Enable HTTPS traffic inspection with an auto-generated CA certificate. microsandbox generates a per-sandbox CA during creation, installs it in the guest’s trust store, and generates per-domain certificates on first connection. Domains that use certificate pinning (or that you don’t want to intercept) can be bypassed.
use microsandbox::Sandbox;

let sb = Sandbox::builder("agent")
    .image("python:3.12")
    .network(|n| n
        .tls(|t| t
            .bypass("pinned-api.example.com")
            .bypass("*.gov")
        )
    )
    .create()
    .await?;

Protocol support

For most sandboxed workloads, networking behaves the way you’d expect:
  • Normal outbound TCP and UDP traffic works, including common tools and libraries like curl, wget, package managers, HTTP clients, database drivers, and DNS lookups.
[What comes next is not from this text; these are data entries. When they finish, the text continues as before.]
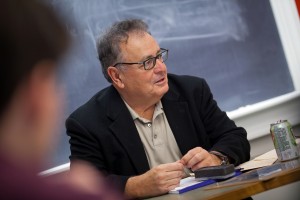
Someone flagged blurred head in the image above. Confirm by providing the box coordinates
[98,19,169,104]
[0,0,69,166]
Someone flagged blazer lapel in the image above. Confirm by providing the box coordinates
[107,88,149,174]
[162,91,199,155]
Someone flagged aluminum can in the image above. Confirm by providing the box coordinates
[270,120,299,161]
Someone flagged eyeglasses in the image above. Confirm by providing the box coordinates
[114,48,169,70]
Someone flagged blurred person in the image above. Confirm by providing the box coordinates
[66,19,250,198]
[0,0,119,199]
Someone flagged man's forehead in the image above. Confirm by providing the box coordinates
[120,32,160,57]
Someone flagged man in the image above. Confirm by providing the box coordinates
[66,19,250,198]
[0,0,122,200]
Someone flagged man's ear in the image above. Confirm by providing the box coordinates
[107,66,124,88]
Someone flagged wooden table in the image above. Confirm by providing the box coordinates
[149,158,300,200]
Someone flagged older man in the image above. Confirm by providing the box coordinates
[66,19,250,198]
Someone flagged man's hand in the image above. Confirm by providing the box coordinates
[125,161,185,198]
[180,147,221,171]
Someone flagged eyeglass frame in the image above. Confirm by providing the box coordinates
[113,48,169,70]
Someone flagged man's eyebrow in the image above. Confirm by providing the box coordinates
[141,49,161,62]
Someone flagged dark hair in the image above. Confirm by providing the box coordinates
[0,0,69,116]
[97,19,151,83]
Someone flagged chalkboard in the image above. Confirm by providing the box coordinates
[48,0,294,169]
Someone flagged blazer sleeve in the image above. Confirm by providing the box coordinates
[198,80,250,165]
[66,116,130,191]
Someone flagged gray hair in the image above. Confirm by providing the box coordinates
[97,19,150,83]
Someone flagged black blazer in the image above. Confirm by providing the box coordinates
[66,74,250,189]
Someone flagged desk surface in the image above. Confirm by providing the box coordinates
[149,158,300,200]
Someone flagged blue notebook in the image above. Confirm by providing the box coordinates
[169,177,216,194]
[169,170,241,194]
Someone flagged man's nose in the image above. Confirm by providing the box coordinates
[153,59,167,73]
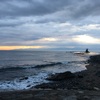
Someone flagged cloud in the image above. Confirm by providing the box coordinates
[72,34,100,44]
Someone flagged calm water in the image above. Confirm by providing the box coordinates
[0,51,88,90]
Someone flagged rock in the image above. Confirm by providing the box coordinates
[78,75,83,78]
[94,87,100,91]
[20,77,28,81]
[47,71,75,81]
[88,55,100,64]
[95,71,100,77]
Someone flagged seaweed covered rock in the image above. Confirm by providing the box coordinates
[89,55,100,64]
[47,71,75,81]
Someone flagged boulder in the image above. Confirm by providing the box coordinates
[88,55,100,64]
[47,71,75,81]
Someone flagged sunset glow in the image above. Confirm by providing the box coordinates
[73,35,100,44]
[0,46,44,50]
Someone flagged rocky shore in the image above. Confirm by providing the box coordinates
[0,55,100,100]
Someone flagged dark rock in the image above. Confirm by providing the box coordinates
[78,75,83,78]
[88,55,100,64]
[95,71,100,77]
[20,77,28,81]
[47,71,75,81]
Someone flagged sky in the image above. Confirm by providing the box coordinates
[0,0,100,50]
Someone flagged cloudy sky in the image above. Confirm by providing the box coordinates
[0,0,100,50]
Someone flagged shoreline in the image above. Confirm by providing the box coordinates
[0,55,100,100]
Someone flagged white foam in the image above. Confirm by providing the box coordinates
[0,73,48,91]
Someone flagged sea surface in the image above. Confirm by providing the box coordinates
[0,51,94,91]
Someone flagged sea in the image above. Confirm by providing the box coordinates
[0,51,97,91]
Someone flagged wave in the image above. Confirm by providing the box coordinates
[0,62,63,71]
[0,72,48,91]
[34,62,62,68]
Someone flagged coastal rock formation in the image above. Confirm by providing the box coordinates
[88,55,100,64]
[47,71,75,81]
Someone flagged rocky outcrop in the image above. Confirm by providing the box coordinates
[88,55,100,64]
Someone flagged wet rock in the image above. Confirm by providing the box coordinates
[95,71,100,77]
[88,55,100,64]
[20,77,28,81]
[94,87,100,91]
[47,71,75,81]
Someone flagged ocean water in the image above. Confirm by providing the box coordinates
[0,51,89,91]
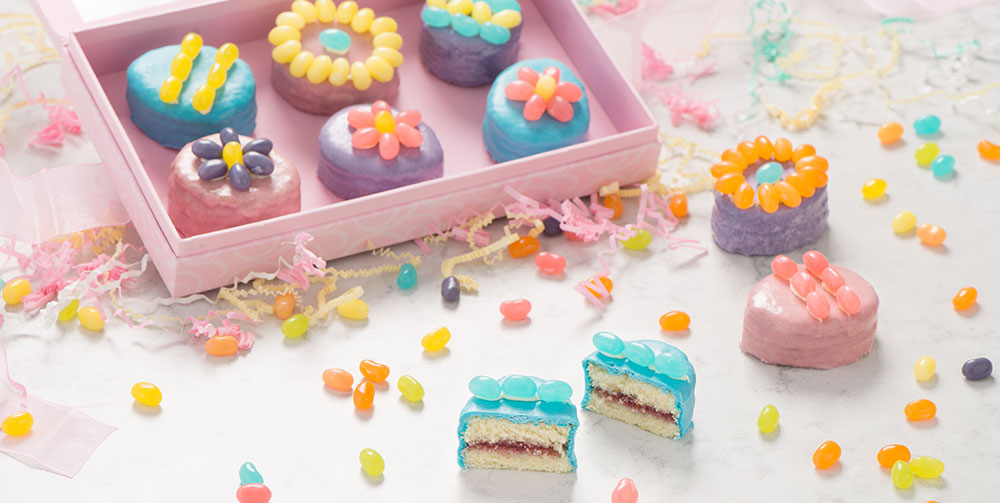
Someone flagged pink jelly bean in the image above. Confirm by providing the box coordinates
[802,250,830,278]
[535,252,566,274]
[837,285,861,314]
[500,299,531,321]
[611,478,639,503]
[771,255,799,280]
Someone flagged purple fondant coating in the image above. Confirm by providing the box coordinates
[420,22,522,87]
[318,104,444,199]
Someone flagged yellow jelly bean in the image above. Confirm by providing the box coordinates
[372,32,403,50]
[76,306,104,332]
[271,40,302,64]
[288,51,316,78]
[420,327,451,352]
[132,382,163,407]
[0,412,35,437]
[396,376,424,402]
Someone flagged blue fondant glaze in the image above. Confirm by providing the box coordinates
[125,45,257,149]
[483,59,590,162]
[580,340,695,437]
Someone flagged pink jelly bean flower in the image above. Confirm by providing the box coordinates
[504,66,583,122]
[347,100,424,161]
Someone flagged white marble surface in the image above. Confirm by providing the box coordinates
[0,0,1000,502]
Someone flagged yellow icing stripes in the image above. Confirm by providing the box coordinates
[267,0,403,91]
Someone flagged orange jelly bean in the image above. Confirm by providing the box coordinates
[360,360,389,382]
[876,444,910,468]
[813,440,840,470]
[903,398,937,421]
[951,286,979,311]
[323,369,354,391]
[508,236,542,258]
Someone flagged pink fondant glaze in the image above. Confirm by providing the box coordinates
[740,265,878,369]
[167,134,301,237]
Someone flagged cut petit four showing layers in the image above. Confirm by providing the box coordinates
[483,59,590,162]
[458,375,580,473]
[125,33,257,149]
[420,0,522,87]
[581,332,695,438]
[740,251,878,369]
[712,136,829,255]
[317,101,444,199]
[167,128,301,237]
[267,0,403,115]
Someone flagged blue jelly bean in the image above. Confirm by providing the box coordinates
[500,375,538,400]
[538,381,573,403]
[913,115,941,135]
[420,6,451,28]
[396,263,417,290]
[625,341,655,367]
[469,376,500,400]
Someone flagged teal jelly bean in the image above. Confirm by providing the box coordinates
[501,375,538,400]
[479,21,510,45]
[594,332,625,358]
[625,341,654,367]
[240,461,264,486]
[396,264,417,290]
[420,6,451,28]
[913,115,941,135]
[538,381,573,402]
[469,376,500,400]
[754,161,785,183]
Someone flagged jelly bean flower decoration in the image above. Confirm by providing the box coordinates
[504,66,583,122]
[347,100,424,161]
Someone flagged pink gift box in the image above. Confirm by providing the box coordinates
[33,0,660,296]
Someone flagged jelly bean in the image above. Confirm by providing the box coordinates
[441,276,462,302]
[132,382,163,407]
[535,252,566,275]
[469,376,501,400]
[396,376,424,402]
[813,440,840,470]
[359,360,389,383]
[951,286,979,311]
[903,398,937,421]
[913,115,941,136]
[611,478,639,503]
[240,461,264,485]
[892,211,917,234]
[76,306,104,332]
[917,224,947,246]
[660,311,691,332]
[0,278,31,306]
[878,122,903,145]
[205,335,240,356]
[508,236,542,258]
[358,449,385,477]
[962,357,993,381]
[910,456,944,479]
[861,178,885,200]
[913,356,937,381]
[58,299,80,321]
[890,461,913,489]
[353,381,375,410]
[323,369,354,391]
[281,313,309,339]
[875,444,910,468]
[757,405,781,434]
[913,143,941,166]
[0,412,35,437]
[500,299,531,321]
[604,194,625,218]
[622,229,653,250]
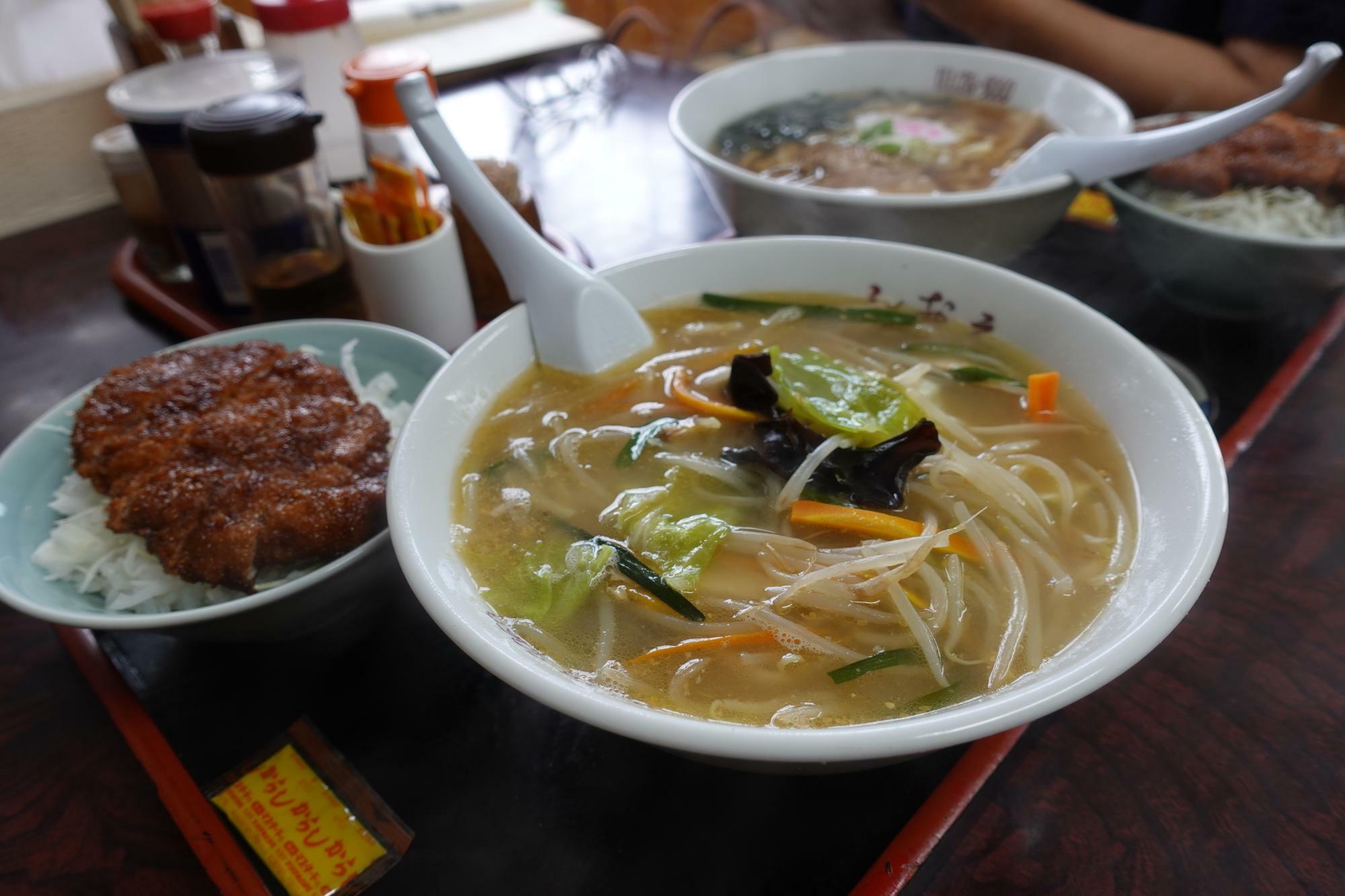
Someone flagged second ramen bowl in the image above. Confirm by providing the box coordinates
[668,42,1132,262]
[387,237,1228,771]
  • DNS is intercepted on the host side, which is what enables domain blocking, rebinding protection, and secret-aware policy checks.
  • ICMP echo is supported: Pinging external hosts works on systems that support unprivileged ICMP echo sockets.
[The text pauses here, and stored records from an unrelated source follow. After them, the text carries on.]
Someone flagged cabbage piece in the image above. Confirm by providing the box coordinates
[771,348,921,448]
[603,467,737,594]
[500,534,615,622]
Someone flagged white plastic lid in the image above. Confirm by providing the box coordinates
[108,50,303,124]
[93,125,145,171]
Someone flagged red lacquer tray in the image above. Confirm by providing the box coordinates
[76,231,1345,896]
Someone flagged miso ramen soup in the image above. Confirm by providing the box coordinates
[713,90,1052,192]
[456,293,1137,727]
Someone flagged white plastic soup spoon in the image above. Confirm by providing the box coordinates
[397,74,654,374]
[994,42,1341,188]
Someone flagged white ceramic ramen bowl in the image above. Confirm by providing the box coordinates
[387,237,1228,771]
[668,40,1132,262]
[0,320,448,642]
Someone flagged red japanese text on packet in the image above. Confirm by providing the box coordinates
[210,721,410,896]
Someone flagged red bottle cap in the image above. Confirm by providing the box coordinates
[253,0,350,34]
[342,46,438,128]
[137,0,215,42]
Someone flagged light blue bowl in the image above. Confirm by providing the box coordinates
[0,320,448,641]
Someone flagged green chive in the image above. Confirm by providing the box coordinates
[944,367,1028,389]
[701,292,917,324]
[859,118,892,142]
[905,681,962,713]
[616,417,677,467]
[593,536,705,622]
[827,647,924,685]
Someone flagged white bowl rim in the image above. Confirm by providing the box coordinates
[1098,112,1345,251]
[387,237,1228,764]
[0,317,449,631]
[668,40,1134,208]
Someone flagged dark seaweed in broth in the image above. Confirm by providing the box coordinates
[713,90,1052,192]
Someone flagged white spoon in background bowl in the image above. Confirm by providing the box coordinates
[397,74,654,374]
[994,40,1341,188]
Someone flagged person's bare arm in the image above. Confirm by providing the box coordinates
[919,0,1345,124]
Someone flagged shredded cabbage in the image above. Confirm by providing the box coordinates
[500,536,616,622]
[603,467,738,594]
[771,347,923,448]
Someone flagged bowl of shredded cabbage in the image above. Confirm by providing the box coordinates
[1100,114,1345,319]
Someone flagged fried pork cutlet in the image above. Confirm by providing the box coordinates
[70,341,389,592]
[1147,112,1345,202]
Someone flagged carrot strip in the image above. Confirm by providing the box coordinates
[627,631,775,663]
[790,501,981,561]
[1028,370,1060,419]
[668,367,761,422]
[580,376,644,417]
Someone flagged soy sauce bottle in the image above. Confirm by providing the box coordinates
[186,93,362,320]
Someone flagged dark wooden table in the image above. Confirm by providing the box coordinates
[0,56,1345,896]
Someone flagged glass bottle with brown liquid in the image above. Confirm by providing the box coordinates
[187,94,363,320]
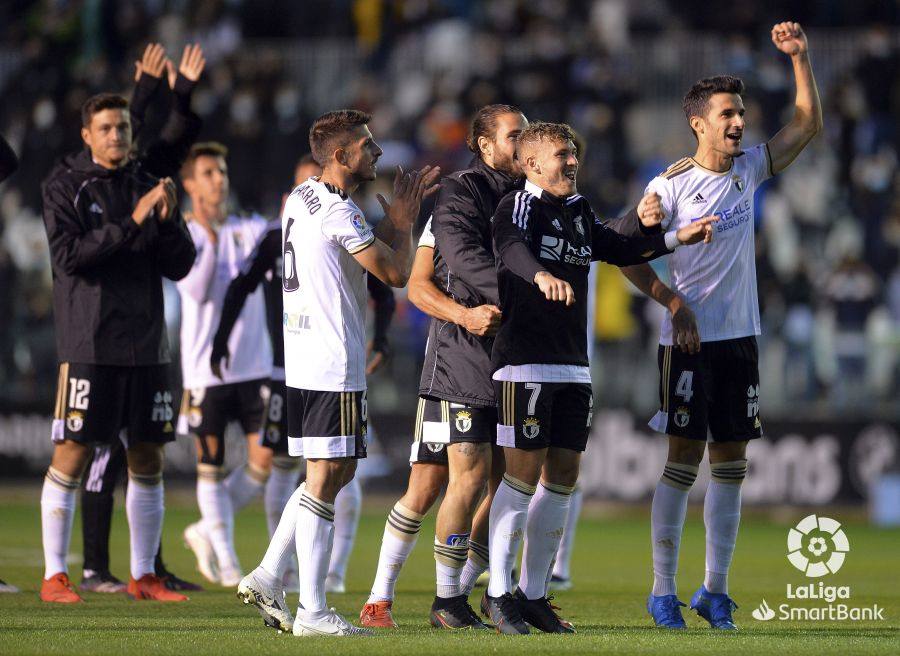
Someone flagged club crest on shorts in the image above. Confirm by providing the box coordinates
[456,410,472,433]
[266,424,281,442]
[66,410,84,433]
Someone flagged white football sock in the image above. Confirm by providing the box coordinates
[488,474,535,597]
[197,464,241,571]
[650,462,697,596]
[434,533,469,599]
[264,456,300,536]
[459,540,490,597]
[328,476,362,581]
[519,481,573,599]
[703,460,747,594]
[260,483,306,581]
[41,467,80,579]
[125,470,165,581]
[295,490,334,620]
[366,501,424,604]
[553,485,584,579]
[225,462,269,512]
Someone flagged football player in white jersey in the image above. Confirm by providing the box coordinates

Raw sockets and full ICMP forwarding are not supported because they require elevated privileges on the host. Tools that depend on richer ICMP behavior, such as traceroute, are outside the current scope.
In practice, web requests, APIs, package installs, service-to-service calls, and published ports are the primary use case, and those work independently of these ICMP caveats.